Dad drove as we headed out of Cripple Creek on
the day-long drive that looped us past Buena Vista and Royal Gorge
and then on to Pueblo, where we would spend the the night before
heading home. And on the outskirts of town, sat a glistening red
brick post office, with white trim, and silver letters. No wonder
postage is so high! They spent billions building post offices in
every small town.
We stopped at the Florissant Fossil Beds National
Park. Back before dinosaurs ruled the earth, giant sequoia trees
stood on this spot. Rising hundreds of feet into the air, the trunks
were dozens of feet in circumference. Then the weather changed,
obviously in anticipation of the coming global warming caused by
humans billions of years later, and Florissant was a giant inland
sea. The trees fell, and the stumps were covered with mud and silt.
Over the millenia, the stumps fossilized.
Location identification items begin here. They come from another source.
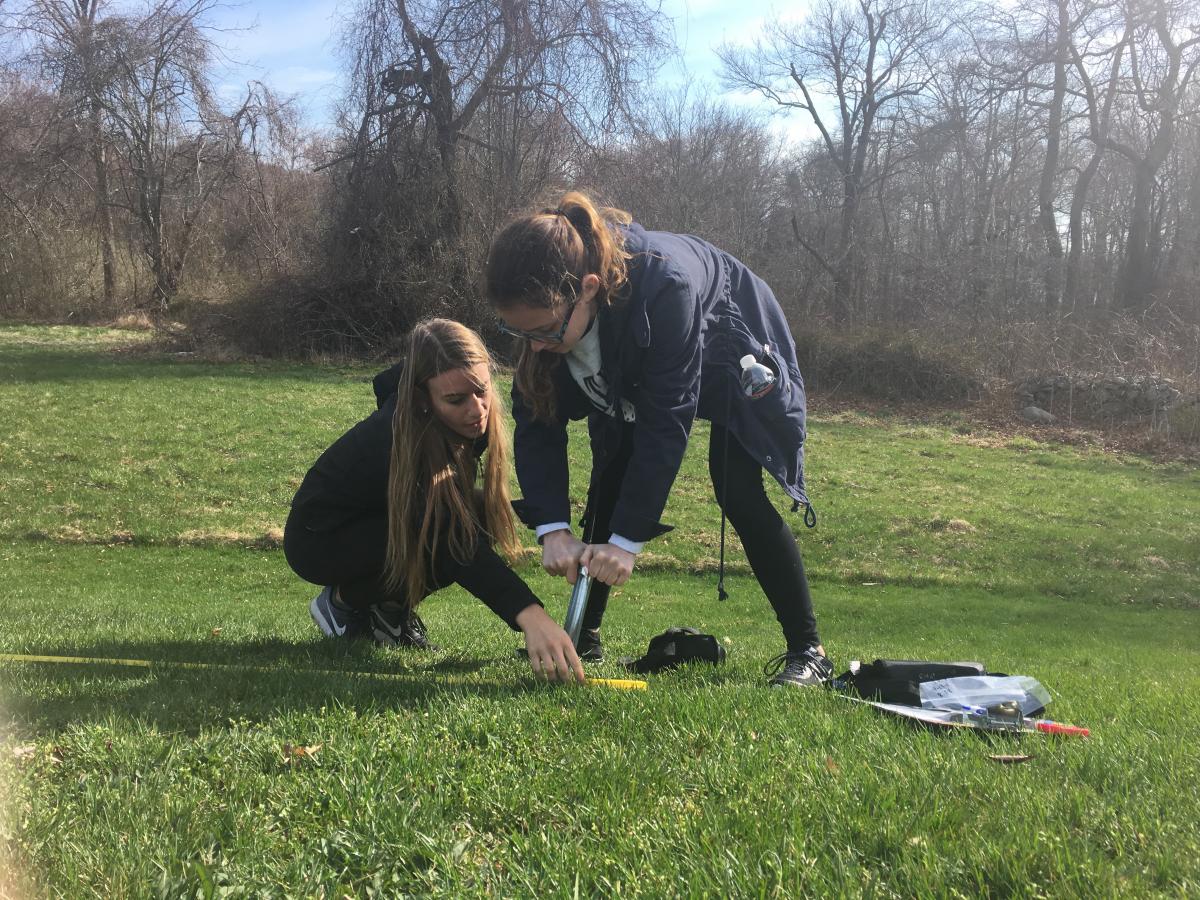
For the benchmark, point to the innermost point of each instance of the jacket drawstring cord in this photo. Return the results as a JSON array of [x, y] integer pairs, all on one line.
[[721, 593]]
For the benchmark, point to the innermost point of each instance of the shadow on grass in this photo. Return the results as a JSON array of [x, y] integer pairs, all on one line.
[[35, 365], [187, 687]]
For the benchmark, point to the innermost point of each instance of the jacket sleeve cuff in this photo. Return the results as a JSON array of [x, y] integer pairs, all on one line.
[[627, 544]]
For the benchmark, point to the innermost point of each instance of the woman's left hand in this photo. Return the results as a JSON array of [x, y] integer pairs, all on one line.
[[551, 653], [609, 563]]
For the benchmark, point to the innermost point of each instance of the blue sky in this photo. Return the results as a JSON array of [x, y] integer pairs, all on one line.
[[291, 45]]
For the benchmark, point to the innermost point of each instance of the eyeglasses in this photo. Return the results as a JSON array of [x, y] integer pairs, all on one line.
[[541, 336]]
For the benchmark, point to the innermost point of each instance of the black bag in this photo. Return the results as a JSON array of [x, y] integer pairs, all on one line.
[[898, 681], [676, 646]]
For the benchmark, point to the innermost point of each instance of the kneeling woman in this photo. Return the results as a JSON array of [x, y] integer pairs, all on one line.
[[390, 511]]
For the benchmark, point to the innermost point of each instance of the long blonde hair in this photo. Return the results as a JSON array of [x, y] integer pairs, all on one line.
[[433, 507], [540, 259]]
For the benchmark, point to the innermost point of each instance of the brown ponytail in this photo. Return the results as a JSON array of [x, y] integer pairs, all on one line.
[[540, 259]]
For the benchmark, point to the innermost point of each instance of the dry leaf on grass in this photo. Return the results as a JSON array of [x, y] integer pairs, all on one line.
[[295, 753]]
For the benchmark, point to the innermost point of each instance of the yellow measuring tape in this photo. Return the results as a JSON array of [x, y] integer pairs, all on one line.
[[616, 683]]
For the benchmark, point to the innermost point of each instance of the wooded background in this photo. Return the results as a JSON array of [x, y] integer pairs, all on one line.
[[1017, 181]]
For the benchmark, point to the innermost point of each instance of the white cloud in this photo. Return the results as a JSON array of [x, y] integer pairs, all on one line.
[[273, 30]]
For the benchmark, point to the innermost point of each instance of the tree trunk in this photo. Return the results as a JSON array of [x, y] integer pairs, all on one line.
[[1135, 274], [1053, 270], [103, 211]]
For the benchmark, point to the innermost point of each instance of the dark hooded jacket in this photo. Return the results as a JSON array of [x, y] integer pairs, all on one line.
[[349, 481], [671, 345]]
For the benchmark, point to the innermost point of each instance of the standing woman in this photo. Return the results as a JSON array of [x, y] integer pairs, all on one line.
[[390, 511], [642, 331]]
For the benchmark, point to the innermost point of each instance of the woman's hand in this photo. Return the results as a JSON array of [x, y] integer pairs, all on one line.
[[609, 563], [551, 654], [561, 553]]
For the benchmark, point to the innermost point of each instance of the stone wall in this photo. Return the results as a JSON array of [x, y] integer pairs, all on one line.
[[1099, 397]]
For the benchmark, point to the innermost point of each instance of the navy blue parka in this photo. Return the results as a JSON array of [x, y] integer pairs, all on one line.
[[670, 345]]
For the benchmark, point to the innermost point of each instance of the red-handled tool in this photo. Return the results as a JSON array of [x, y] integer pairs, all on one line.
[[1050, 727]]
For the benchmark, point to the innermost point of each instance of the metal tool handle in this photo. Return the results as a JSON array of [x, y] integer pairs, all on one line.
[[577, 605]]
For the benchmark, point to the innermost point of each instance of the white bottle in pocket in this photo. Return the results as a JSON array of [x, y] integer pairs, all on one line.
[[757, 379]]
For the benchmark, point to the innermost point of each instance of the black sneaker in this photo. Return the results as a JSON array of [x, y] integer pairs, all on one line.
[[588, 647], [336, 619], [395, 625], [799, 669]]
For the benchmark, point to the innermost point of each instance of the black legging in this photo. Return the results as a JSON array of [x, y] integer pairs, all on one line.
[[769, 544]]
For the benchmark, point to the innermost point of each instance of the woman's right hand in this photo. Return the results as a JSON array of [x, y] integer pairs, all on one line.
[[551, 654], [561, 553]]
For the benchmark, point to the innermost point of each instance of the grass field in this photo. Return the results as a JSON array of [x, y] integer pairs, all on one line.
[[141, 504]]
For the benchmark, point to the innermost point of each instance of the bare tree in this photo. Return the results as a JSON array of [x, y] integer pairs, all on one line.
[[1162, 65], [859, 59], [70, 41]]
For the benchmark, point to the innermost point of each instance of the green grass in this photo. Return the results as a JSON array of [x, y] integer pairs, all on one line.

Then the weather changed
again. Mother Nature decided to have one last cool snap before the
Rise of man, I guess. The lake drained as the Mountains formed,
and Florissant became an undulating plain.
The Park is misnamed. There weren't that
many fossils. They had pictures of the fossils on the walls of the
park office, but I didn't kick a million year old fossil up to the
acclaim of science. Darnit! but the fossil stumps are cool.
The
largest petrified stump is 12 feet tall, 38 feet around. The tree
was estimated to have been 300 feet tall, and 1000 years old when
an ancient mudflow covered it. Locals used to bring their saws up
here to cut peices off of it. There are still broken saw blades
buried in the stump.
We took part of the nature trail, before Dad had
to stop. He just can't do long walks anymore. Hump! Ho! and back
into the van. We drove for a few hours, eating from the ice chest.
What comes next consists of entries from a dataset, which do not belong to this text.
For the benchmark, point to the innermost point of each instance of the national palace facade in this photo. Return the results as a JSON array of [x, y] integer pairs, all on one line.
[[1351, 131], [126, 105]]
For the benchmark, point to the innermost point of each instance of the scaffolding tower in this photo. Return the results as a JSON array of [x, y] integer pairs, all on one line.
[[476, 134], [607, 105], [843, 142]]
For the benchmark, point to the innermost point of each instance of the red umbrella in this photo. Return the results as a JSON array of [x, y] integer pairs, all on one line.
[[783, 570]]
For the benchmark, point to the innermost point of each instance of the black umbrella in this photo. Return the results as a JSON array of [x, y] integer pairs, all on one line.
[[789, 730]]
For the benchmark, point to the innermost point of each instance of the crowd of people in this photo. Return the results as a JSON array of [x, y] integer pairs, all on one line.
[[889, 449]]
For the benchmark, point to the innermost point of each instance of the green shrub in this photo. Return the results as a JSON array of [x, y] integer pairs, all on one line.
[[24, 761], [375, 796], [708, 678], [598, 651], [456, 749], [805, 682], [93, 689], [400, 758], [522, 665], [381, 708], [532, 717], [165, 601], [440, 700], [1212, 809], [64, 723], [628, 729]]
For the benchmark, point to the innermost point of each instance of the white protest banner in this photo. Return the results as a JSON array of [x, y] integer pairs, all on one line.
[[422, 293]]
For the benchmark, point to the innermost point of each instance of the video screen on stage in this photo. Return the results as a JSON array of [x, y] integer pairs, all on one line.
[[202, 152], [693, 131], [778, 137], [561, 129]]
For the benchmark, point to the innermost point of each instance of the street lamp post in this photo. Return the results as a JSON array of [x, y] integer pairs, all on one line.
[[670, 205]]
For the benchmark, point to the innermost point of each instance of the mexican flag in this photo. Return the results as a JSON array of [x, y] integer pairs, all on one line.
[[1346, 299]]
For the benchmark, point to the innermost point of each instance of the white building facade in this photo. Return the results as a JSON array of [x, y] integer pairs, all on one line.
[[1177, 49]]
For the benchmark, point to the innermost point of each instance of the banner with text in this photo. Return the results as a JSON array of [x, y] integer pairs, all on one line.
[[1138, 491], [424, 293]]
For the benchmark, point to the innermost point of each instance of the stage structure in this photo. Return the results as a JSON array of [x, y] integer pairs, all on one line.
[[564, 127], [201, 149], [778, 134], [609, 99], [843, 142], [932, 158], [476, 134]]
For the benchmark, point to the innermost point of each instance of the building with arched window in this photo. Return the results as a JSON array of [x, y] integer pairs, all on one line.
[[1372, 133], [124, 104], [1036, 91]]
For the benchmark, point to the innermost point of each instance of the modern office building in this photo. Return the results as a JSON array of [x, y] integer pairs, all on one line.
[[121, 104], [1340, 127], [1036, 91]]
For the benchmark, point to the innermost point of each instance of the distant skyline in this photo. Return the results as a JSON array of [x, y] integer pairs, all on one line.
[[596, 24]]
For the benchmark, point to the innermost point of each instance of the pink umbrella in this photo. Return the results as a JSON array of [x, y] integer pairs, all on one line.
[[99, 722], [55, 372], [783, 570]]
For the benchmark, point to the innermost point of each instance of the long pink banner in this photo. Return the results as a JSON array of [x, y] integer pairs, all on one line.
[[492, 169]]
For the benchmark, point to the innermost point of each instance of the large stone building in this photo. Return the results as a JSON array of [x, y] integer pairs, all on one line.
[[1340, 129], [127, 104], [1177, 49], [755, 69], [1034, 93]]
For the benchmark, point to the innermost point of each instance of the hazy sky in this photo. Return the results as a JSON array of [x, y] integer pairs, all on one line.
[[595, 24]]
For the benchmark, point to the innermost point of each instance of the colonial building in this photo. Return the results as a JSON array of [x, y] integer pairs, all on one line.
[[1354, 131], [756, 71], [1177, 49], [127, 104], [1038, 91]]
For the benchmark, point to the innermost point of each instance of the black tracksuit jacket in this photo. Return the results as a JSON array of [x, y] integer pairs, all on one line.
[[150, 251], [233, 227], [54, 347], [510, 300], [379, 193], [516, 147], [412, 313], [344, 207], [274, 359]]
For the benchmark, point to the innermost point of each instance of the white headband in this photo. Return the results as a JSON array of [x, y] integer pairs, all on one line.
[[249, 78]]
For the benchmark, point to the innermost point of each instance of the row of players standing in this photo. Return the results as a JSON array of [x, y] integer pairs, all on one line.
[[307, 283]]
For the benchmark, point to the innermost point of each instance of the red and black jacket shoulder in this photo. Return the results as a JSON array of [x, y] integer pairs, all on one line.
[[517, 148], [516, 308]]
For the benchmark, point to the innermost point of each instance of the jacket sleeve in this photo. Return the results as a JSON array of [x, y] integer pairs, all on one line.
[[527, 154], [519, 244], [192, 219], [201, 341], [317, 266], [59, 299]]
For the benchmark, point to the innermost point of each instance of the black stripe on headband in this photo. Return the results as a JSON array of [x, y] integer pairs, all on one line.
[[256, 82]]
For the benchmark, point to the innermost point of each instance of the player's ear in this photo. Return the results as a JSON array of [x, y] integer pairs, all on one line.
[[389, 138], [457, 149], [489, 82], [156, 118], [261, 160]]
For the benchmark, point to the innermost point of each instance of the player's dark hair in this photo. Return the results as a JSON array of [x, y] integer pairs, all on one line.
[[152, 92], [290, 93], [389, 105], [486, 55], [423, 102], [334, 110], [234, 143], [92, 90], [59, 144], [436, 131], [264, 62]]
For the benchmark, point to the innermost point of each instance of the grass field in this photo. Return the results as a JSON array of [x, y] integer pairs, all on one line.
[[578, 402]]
About noon we came to Buena Vista, Colorado. We stopped to take
a picture.
Then Mom drove. And drove. And drove. We went from
the Mountains of Cripple Creek, to the plains of Florissant, and
then back into the mountains along the Colorado River. We saw morons
in boats running the rapids, and geniuses who had opened whitewater
services to take the morons' money.
Finally, about 1 pm, we got to Royal Gorge. We
came in from the south, on a tiny ribbon of asphalt that wove through
shrubby cedar trees, and cactii. I swear it looked like the Willow
City loop. Then finally, we saw the bridge.
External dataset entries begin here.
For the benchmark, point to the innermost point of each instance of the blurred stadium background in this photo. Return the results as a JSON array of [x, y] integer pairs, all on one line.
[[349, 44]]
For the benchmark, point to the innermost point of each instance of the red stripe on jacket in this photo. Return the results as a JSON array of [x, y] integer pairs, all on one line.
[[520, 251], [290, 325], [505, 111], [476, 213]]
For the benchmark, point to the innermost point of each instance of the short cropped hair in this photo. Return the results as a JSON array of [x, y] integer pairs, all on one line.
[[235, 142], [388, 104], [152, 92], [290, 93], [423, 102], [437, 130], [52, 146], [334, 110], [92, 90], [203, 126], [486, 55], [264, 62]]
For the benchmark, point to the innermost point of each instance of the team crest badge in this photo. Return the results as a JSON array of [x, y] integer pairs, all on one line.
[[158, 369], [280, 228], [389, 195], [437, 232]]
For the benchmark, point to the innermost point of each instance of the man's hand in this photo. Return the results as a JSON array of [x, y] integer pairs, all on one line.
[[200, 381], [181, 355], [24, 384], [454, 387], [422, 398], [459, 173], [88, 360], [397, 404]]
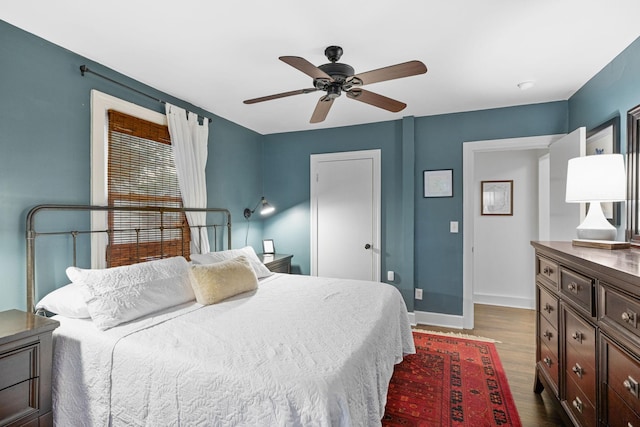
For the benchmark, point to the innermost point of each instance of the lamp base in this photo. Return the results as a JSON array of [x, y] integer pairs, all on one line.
[[595, 226], [601, 244]]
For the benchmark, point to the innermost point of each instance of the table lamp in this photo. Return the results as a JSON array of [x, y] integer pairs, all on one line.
[[596, 179]]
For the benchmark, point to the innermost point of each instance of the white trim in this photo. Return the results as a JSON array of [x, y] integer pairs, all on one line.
[[412, 318], [504, 301], [375, 156], [100, 104], [438, 319], [468, 157]]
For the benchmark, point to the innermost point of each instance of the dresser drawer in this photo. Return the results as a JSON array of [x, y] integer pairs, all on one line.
[[549, 363], [548, 306], [623, 374], [582, 371], [579, 289], [619, 414], [620, 310], [18, 365], [581, 336], [548, 335], [18, 401], [547, 270], [579, 406]]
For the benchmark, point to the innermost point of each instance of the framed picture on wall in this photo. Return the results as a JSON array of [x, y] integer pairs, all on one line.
[[438, 183], [268, 247], [497, 197], [605, 139]]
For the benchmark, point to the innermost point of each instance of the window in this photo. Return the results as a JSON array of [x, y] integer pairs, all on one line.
[[133, 165], [141, 172]]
I don't know why they built a bridge there. I guess
they wanted to fleece some tourists, because
I couldn't see a big truck crossing that bridge. In fact, I had
a hard time seeing how our van was going to cross this thing.
We went into a gift shop, paid through the nose
for a burger and a coke, and spent a couple of hours admiring the
scenery. Mom and I walked across the bridge, while Dad rode the
trolley.
We rode the vertical train to the bottom of the
gorge, where we stood and looked up at the spaghetti thin bridge
across the gorge. Then we watched as more rafts ran the rapids.
Finally, we were ready to get back up to the top. The guys running
the rides had a world weary expression as the told us to stand on
the outside of the steps with the yellow lines, which was every
other step. Folks getting off the train were to exit on the unpainted
steps and go down the inside. naturally, the great unwashed masses,
excluding me, who has dealt with tourists, ignored these guys. They
had to go down the steps and teach people what the color yellow
looked like and where the outside edge was. As soon as they left,
the tourists, who know more that the guy running the rides, went
back to their former places. Naturally, as soon as someone stepped
out of the car, these tourists were jostling each other to be the
very first one into the car, so they could wait 10 minutes in their
cage while the last person got in. As the operators rolled their
eyes, they secured the doors on the train. I could see in their
eyes a deep and abiding hatred of people. Something everyone who
works with tourists on a daily basis develops. Mentally, I sent
them a beer. I didn't want to talk to them and piss them off.
Then we took the tram back across. Storm clouds
blew in, and it started to drizzle. Then we got back into the van
and drove into Pueblo, past a Men's prison on the edge of town.